Mean Time to First AE Resulting in a Dose Modification in Either Vorinostat or Bortezomib	Day 1 to disease progression, toxicity, or death, assessed up to 29 months	An AE was defined as any unfavorable and unintended change in the structure, function, or chemistry of the body temporally associated with the use of the sponsor's product, whether or not considered related to the use of the product. Any worsening (i.e., any clinically significant adverse change in frequency and/or intensity) of a preexisting condition which was temporally associated with the use of the sponsor's product, was also an adverse experience.
Clinical AE Summary	Day 1 up to disease progression, toxicity, or death, assessed up to 30 days after end of treatment (up to 30 months)	An AE was defined as any unfavorable/unintended change in the structure/function/chemistry of the body temporally associated with the use of study drug, or any worsening of a preexisting condition.; A serious AE (SAE) was any AE that resulted in death, was life threatening, resulted in a persistent or significant disability/incapacity, resulted in or prolonged an existing inpatient hospitalization, was a congenital anomaly/birth defect, was a new cancer, or was an overdose.

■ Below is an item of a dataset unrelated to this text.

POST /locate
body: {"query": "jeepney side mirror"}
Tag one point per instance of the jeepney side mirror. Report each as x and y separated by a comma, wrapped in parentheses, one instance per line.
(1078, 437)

Laboratory AE Summary	Day 1 up to disease progression, toxicity, or death, assessed up to 29 months	An AE was defined as any unfavorable/unintended change in the structure/function/chemistry of the body temporally associated with the use of study drug, or any worsening of a preexisting condition.; A SAE was any AE that resulted in death, was life threatening, resulted in a persistent or significant disability/incapacity, resulted in or prolonged an existing inpatient hospitalization, was a congenital anomaly/birth defect, was a new cancer, or was an overdose.; A lab (S)AE was any lab value considered clinically significant in the investigator's judgment.